Everything changes when Jazz sees the chance to commit the perfect crime, with a reward too lucrative to turn down. But pulling off the impossible is just the start of Jazz’s problems, as she learns that she’s stepped square into a conspiracy for control of Artemis itself – and that now, her only chance at survival lies in a gambit even more unlikely than the first.
First off, let me just say that I loved the Martian. I loved the premise, the setting, the character of Mark Watney and his internal monologue as he figured his way through life on Mars. Even the movie was pretty good.
So it was with no small measure of excitement that I opened a parcel to find Andy Weir’s second book, Artemis. The TBR pile was pushed unceremoniously to one side and I sat down to read it.
Alas, I was disappointed. My first problem was with Jazz herself – she comes across as a bouncy enthusiastic teen, which would be absolutely fine, but it turned out she’s supposed to be in her mid-twenties. I did like a lot of the other characters, and found them at times to be better written and more… plausible? Particularly fond of Svoboda, Jazz’s excitable engineer friend. Jazz was a bit too much of a Mary Sue for me – very very competent, and nothing much seemed to get in her way – some quite dicey situations cropped up but were too swiftly resolved with no real sense of peril.
Some of the science seemed a bit shonky too, which *really* surprised me. Unless my understanding of lighting fires around pure oxygen is off (don’t do it kids, things go BADABOOM), bits of the story made me scratch my head.
[Edit] having spoken to some people about this (thanks @SafeNotAnOption), my grumbles about the sciencey bit may have been unfounded and my understanding of fires in low-pressure O2 environments isn’t what I thought it was.

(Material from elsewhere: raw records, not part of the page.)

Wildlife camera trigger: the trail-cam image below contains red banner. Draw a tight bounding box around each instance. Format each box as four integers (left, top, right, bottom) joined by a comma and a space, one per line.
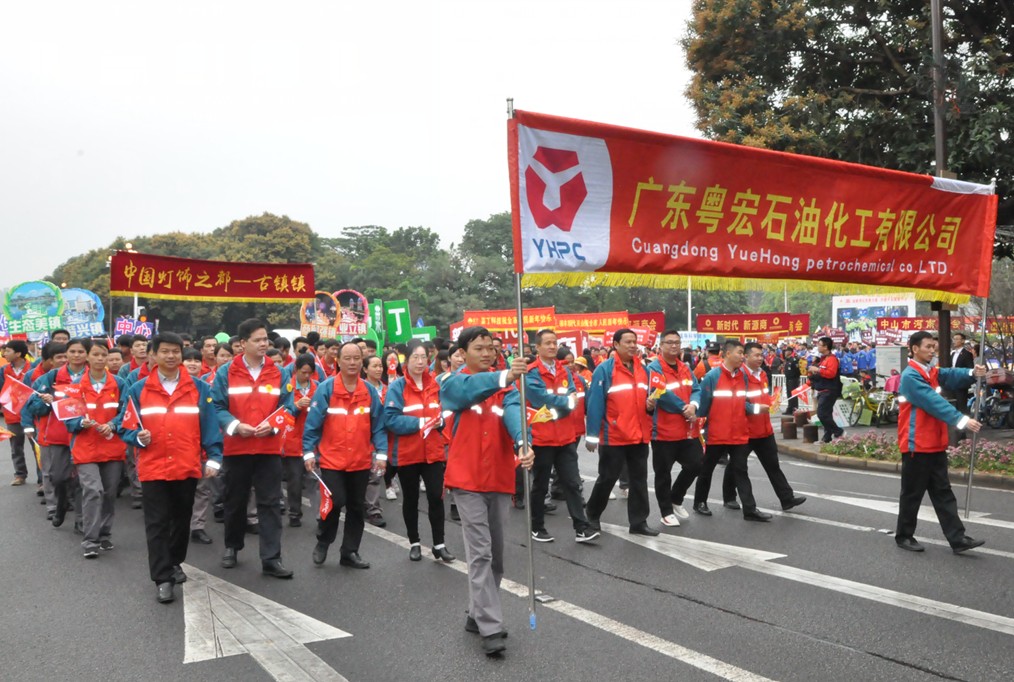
509, 110, 997, 302
876, 317, 938, 332
697, 313, 809, 337
462, 307, 556, 330
554, 311, 629, 332
110, 251, 315, 303
629, 311, 665, 333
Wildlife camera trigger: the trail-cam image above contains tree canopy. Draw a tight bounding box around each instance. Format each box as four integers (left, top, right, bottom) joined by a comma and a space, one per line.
683, 0, 1012, 252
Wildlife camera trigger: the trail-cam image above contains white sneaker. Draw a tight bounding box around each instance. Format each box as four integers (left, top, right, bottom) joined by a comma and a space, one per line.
660, 514, 680, 527
673, 505, 690, 520
608, 490, 617, 500
385, 487, 397, 501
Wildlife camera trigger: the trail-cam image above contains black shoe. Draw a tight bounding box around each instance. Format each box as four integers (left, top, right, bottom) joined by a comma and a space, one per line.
952, 536, 985, 554
466, 615, 508, 637
575, 528, 600, 543
73, 522, 84, 536
513, 497, 525, 510
450, 505, 460, 521
99, 539, 114, 551
544, 502, 557, 513
629, 523, 660, 536
262, 560, 294, 578
482, 633, 507, 656
312, 542, 329, 565
190, 529, 213, 544
245, 523, 260, 535
896, 537, 925, 552
586, 517, 601, 533
83, 549, 99, 559
36, 486, 45, 497
409, 545, 422, 561
723, 500, 741, 510
339, 552, 370, 569
46, 510, 54, 521
717, 455, 729, 465
221, 547, 238, 568
781, 496, 806, 511
743, 509, 773, 522
51, 503, 67, 528
433, 546, 455, 563
693, 503, 712, 516
172, 565, 187, 584
156, 582, 174, 604
289, 517, 302, 528
366, 515, 386, 528
532, 529, 554, 543
131, 499, 143, 510
213, 510, 224, 523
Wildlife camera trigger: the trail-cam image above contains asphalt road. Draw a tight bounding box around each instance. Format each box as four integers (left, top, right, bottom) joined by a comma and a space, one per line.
2, 441, 1012, 682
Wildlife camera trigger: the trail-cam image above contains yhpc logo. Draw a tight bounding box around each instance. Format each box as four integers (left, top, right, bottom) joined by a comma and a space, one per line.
517, 126, 612, 272
524, 147, 587, 232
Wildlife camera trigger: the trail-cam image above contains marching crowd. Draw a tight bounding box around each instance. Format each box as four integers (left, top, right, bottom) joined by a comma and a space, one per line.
0, 321, 990, 657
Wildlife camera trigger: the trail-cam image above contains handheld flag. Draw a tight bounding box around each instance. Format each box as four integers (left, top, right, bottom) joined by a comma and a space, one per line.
387, 359, 398, 380
526, 405, 554, 424
768, 388, 783, 415
263, 406, 296, 430
790, 381, 811, 406
421, 414, 442, 438
649, 373, 667, 401
52, 397, 88, 421
311, 469, 334, 520
0, 376, 36, 415
0, 426, 14, 441
121, 397, 142, 431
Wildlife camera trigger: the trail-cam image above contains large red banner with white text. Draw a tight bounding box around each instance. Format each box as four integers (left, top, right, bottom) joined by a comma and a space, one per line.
697, 313, 809, 337
508, 111, 997, 302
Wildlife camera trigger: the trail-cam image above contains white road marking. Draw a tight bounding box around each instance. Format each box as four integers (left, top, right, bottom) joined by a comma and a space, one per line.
182, 564, 352, 681
802, 491, 1014, 530
605, 525, 1014, 637
360, 523, 774, 681
783, 459, 1014, 495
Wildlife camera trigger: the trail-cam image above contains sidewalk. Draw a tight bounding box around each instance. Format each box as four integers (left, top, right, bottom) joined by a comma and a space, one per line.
774, 420, 1014, 492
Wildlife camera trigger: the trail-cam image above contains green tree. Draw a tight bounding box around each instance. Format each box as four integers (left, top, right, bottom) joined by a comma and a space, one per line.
683, 0, 1012, 250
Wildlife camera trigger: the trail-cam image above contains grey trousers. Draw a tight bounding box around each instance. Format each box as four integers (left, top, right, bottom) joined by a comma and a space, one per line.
190, 475, 212, 531
42, 444, 80, 520
452, 489, 510, 637
77, 460, 122, 551
39, 444, 57, 512
124, 445, 142, 498
364, 468, 383, 517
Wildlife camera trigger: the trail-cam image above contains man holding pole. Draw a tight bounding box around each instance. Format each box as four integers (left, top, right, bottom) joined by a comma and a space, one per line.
440, 326, 534, 657
895, 331, 986, 554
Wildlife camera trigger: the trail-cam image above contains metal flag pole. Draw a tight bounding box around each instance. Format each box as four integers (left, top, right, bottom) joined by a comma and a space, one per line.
508, 97, 538, 631
964, 296, 990, 518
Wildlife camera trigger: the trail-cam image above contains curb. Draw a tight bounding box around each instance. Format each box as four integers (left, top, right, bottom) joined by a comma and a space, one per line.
777, 441, 1014, 492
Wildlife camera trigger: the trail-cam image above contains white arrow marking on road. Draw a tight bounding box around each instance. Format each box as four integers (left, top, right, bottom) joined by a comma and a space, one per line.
182, 564, 352, 681
602, 523, 1014, 637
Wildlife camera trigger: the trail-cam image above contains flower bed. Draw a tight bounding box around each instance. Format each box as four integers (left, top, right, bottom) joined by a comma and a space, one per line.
819, 432, 1014, 476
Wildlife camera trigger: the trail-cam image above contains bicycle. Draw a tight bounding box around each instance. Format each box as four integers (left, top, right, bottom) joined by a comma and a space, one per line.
842, 381, 897, 427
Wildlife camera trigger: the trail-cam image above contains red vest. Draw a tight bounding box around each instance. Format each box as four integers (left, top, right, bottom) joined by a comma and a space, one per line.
528, 358, 577, 447
897, 361, 949, 453
319, 378, 375, 471
444, 368, 518, 494
283, 380, 317, 457
602, 360, 651, 446
136, 371, 204, 481
705, 367, 750, 445
222, 357, 285, 456
37, 365, 80, 447
388, 373, 446, 466
2, 361, 31, 424
72, 370, 126, 464
651, 359, 699, 441
570, 373, 587, 437
745, 369, 774, 440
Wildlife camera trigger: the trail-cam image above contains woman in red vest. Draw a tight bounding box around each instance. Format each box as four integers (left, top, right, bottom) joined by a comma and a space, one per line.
67, 340, 127, 558
282, 354, 318, 528
385, 340, 453, 562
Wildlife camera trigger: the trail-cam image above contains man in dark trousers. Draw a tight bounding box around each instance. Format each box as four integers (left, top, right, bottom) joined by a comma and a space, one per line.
782, 346, 802, 415
949, 332, 975, 415
809, 337, 843, 443
895, 331, 986, 554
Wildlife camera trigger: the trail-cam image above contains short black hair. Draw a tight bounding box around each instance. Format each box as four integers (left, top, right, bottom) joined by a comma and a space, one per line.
363, 339, 378, 351
265, 348, 281, 358
818, 336, 834, 351
106, 347, 122, 357
4, 340, 28, 358
660, 329, 681, 340
535, 329, 556, 343
294, 353, 316, 371
179, 333, 193, 343
293, 336, 309, 347
744, 341, 763, 354
273, 336, 291, 351
556, 347, 574, 361
458, 326, 493, 351
132, 334, 149, 346
151, 332, 184, 353
324, 339, 339, 349
116, 335, 133, 348
237, 318, 267, 341
724, 339, 744, 352
214, 343, 233, 356
612, 328, 636, 345
182, 347, 202, 361
908, 331, 936, 352
67, 337, 92, 353
43, 343, 66, 360
433, 336, 449, 351
306, 331, 321, 345
51, 329, 71, 339
201, 335, 218, 347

My apologies.
I now return you to the review…
There’s also some weirdness and inconsistency with how things react in the lunar gravity, and a scene involving a free beer which turns out not to be… Minor niggles, but they jarred for me.

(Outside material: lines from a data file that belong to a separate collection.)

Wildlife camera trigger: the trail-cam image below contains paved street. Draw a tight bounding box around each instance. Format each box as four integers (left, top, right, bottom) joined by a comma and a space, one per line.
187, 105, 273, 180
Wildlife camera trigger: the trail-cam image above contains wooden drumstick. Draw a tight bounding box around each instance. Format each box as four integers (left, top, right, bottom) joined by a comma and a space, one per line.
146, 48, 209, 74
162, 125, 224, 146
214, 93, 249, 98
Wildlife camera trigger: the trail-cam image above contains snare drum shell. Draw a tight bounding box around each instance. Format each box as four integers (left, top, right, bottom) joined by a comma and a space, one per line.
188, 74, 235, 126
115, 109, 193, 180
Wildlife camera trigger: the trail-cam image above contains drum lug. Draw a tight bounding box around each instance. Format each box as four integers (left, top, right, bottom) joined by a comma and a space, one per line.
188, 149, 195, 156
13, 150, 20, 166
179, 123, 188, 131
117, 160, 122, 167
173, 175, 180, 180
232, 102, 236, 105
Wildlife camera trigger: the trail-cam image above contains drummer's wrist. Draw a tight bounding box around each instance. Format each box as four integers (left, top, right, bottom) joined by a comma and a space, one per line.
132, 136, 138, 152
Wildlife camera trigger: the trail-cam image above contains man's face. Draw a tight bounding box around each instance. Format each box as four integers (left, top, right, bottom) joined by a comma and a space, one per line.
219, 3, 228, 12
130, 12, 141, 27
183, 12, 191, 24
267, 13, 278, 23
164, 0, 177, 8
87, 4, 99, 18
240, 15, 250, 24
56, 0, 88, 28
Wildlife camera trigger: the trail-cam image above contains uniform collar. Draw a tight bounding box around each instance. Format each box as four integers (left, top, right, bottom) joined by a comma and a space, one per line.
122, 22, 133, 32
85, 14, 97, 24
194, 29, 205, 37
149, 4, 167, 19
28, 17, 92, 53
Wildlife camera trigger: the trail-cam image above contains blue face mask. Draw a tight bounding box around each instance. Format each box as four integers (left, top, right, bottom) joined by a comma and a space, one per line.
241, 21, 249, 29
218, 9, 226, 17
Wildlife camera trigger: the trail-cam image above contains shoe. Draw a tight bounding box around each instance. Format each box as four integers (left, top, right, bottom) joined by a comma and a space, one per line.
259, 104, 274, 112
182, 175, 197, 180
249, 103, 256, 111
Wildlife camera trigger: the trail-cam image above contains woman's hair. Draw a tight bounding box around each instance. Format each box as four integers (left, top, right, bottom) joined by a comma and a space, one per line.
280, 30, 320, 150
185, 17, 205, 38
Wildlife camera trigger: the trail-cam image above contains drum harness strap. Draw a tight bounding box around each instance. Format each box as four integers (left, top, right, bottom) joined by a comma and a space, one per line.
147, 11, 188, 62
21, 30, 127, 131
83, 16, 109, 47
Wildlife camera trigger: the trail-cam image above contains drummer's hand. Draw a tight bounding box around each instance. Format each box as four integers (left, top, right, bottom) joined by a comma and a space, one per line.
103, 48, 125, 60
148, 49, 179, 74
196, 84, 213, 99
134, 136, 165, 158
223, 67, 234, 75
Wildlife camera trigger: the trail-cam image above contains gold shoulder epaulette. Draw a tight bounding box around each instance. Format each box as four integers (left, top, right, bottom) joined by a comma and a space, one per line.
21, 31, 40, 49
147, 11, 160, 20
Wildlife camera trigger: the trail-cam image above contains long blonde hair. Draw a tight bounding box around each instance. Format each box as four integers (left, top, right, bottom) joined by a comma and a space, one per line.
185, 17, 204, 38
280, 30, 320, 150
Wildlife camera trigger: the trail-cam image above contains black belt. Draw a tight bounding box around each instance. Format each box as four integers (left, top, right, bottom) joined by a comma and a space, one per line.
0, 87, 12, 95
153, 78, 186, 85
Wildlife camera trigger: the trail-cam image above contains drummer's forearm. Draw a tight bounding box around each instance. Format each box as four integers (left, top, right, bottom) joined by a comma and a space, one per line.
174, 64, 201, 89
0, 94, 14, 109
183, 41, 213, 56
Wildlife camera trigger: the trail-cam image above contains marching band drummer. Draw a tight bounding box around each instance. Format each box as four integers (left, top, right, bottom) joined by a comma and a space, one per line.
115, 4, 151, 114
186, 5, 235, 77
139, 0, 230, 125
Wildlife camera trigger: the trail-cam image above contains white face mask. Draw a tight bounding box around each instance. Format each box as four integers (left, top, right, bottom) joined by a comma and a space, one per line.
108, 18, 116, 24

The plot itself is a bit on the cheese grater side, but given that a lot of heist movies fall into the same trap I was prepared to forgive it. And the story did grow on me – whilst the first half of the book did feel a bit sluggish and exposition-heavy at times, I rattled through the second half and found myself quite enjoying it towards the end.
There’s a cracking story in there somewhere, it just feels a bit… muddled in places. A friend commented that he suspected that Mark Watney in The Martian *was* Andy Weir – figuring out the problems in his head as the character had more misfortune lumped on him, and I agree. In The Martian, the style really worked, but here there’s a bit too much info-dumping as the author tries to set up the next thing.
Artemis will shift by the bucketload, given its provenance. It’s got Hollywood written all over it too, and I reckon it’ll make for a fantastic movie, given the right casting.
Artemis by Andy Weir is published by Del Rey and is out on 14th November.
Many thanks to Emma and Del Rey for the gorgeous advance copy for review. It really is stunning!